The situation in Washington is not entirely clear cut, however. Some advisers to Mr. Biden and Vice President-elect Kamala Harris also have ties to the gig companies or have written favorably about a compromise. Ms. Harris’s brother-in-law is Uber’s chief legal officer. Some labor activists worry that the Biden administration could be amenable to a deal with gig companies.

“We are trying to lead the way in California but it is necessary to deal with misclassification on a national level,” said Ms. Gonzalez, the assemblywoman. “I am hopeful that Joe Biden will do what his platform said and address these issues.”

The ultimate outcome in this fight could hinge on a sometimes-bitter debate on the left: Is it essential for gig workers to enjoy the status of employees, and the benefits and protections that guarantees? Or can gig workers win a living wage and favorable working conditions if they aren’t employees but have collective bargaining rights that allow them to demand these things from the gig companies?

Brendan Sexton, the executive director of the Independent Drivers Guild, an organization affiliated with the International Association of Machinists that has received funding from Uber and Lyft, has argued in testimony before the New York Legislature that “collective bargaining rights is the only way to stop the exploitation.”

Prominent labor experts have echoed this point, and it appears to have gained traction among unions in California, where a split within labor torpedoed a possible deal on gig work last year.

At the time, the state’s powerful building trades union opposed a compromise that California affiliates of the Teamsters and Service Employees International Union had discussed with the companies. Earlier this week, however, the president of the state building trades council, Robbie Hunter, confirmed through a spokeswoman that he is open to such a compromise if the Teamsters sign on.

But other activists and union officials remain deeply skeptical of settling for anything less than full employment rights, including Sean McGarvey, the president of the North America’s Building Trades Unions. Mr. McGarvey called gig work “a breeding ground for the underground economy” in an email.

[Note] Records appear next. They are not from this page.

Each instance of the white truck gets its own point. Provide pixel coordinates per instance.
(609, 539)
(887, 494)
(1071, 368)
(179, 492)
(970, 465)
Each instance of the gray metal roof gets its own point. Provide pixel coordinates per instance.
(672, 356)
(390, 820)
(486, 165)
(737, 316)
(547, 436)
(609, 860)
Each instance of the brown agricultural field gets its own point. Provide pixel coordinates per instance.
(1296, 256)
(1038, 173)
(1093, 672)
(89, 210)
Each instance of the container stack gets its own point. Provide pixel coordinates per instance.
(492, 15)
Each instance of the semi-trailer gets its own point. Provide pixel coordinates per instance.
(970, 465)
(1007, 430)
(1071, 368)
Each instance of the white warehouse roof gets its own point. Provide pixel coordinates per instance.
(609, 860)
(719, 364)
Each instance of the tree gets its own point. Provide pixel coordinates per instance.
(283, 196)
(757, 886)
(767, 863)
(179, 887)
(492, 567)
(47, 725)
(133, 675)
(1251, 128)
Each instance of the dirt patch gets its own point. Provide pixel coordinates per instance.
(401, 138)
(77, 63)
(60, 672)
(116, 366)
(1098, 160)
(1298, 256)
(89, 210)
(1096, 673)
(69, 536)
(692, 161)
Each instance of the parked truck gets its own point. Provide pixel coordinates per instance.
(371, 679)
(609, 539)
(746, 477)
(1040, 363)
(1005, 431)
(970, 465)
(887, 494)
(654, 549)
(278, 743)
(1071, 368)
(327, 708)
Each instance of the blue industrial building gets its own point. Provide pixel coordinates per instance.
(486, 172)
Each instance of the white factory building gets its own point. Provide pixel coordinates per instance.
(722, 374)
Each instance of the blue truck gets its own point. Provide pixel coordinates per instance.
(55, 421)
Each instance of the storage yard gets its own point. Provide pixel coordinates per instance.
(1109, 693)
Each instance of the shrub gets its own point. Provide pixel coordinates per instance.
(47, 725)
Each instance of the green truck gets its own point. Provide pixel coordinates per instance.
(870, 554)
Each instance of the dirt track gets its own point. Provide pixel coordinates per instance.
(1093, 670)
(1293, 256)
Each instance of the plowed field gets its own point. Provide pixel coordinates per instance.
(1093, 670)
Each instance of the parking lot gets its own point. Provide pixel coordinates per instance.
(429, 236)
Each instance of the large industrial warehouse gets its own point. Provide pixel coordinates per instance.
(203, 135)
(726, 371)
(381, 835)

Cherri Murphy, a Lyft driver and organizer with Gig Workers Rising, a group that opposed Prop. 22, said, “Drivers in California are riled up to ensure we get our fundamental rights met in a Prop. 22 world and that we keep fighting for protections equal to those granted to other workers.”

Some labor leaders and activists argue that in a world with bargaining rights but not employee status, workers would spend all their time negotiating to win the basic protections that the law already grants employees. The point of a union, they say, is to win additional benefits.

“A labor organization in this context is not going to get you to where a union normally gets workers,” Ms. Desai said. “If the new role of a labor organization is to get workers to just minimum wage, then, you know, what good are they?”